The blood from woolly mammoths is helping scientists develop new blood products for medical procedures such as heart and brain surgery.
Many such operations require artificial hypothermia to be induced by drastically reducing the patient’s body temperature.
While woolly mammoth ancestors initially evolved in warm climates, where African and Asian elephants live now, they migrated to the cold regions of Eurasia between 1.2 million and two million years ago, during the Pleistocene ice age.
Here, they adapted to the cold by growing thick, woolly fur and developing smaller ears, to conserve heat, and possibly by changing their DNA.
Earlier, Chien Ho of the American Chemical Society and colleagues had discovered that the mammoth’s hemoglobin – the blood protein that carries oxygen from the lungs to the rest of the body – has mutations in its DNA that make it different from that of its cousin, the Asian elephant.

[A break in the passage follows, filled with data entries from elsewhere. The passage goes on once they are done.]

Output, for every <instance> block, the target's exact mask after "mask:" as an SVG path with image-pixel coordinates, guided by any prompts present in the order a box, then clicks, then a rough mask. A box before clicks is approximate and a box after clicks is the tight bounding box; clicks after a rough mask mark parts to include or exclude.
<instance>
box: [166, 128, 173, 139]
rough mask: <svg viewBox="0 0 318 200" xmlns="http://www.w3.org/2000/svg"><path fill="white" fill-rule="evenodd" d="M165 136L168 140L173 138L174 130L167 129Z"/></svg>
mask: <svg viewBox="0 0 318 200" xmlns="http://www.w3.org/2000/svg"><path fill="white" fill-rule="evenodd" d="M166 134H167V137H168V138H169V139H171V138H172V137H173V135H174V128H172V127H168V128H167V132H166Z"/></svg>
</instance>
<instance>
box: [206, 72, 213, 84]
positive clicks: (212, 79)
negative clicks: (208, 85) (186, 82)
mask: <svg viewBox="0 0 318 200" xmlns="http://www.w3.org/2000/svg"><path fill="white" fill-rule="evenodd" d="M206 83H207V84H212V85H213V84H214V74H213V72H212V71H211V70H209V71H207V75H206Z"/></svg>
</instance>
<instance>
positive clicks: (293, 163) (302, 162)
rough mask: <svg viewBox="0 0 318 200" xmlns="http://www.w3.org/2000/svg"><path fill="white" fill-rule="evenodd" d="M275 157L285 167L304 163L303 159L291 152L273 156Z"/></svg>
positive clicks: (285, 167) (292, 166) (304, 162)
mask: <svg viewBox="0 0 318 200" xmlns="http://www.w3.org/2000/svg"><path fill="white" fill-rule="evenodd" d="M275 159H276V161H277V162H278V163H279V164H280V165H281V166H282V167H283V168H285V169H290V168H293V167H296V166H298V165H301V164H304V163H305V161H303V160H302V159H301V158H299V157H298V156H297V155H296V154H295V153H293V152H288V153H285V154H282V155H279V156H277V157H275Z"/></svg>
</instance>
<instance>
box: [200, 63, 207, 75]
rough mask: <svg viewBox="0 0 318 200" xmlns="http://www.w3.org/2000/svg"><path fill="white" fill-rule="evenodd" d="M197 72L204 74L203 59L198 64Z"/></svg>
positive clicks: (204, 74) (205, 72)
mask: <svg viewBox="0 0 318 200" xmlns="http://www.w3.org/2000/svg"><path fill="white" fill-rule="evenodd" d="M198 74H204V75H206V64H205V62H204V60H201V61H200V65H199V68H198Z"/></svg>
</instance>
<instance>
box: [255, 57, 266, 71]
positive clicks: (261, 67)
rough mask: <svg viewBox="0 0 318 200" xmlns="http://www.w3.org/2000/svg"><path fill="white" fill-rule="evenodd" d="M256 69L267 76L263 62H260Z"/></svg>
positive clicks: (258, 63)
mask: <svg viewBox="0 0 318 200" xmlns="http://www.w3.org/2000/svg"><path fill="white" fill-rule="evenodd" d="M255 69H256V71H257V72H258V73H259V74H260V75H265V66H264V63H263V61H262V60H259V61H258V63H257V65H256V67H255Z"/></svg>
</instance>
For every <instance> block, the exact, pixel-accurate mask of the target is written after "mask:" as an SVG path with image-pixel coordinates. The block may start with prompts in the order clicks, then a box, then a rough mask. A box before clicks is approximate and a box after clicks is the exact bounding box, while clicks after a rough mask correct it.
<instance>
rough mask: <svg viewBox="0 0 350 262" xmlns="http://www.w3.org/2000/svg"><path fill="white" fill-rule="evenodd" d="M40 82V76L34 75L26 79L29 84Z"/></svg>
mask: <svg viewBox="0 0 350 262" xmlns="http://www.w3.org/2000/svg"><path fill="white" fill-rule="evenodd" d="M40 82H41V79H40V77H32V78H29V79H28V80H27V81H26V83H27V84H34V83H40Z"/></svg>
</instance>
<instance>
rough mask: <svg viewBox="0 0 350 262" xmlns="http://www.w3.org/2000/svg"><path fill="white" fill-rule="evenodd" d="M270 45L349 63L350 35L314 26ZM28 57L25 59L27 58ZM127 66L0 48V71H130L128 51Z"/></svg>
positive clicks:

Without a woolly mammoth blood sample to work with, they made the hemoglobin protein in the laboratory by using fragmented DNA sequences from three mammoths that died in Siberia between 25,000 and 43,000 years ago.
Compared to hemoglobin from Asian elephants and humans, the woolly mammoth protein was much less sensitive to temperature changes. At low temperatures, it could still easily unload oxygen to tissues that needed it, whereas the elephant hemoglobins couldn’t.
While more work is of course needed before the proteins can be incorporated into human blood, Ho says he’s confident that the work will lead to a new generation of hemoglobin-based oxygen carriers.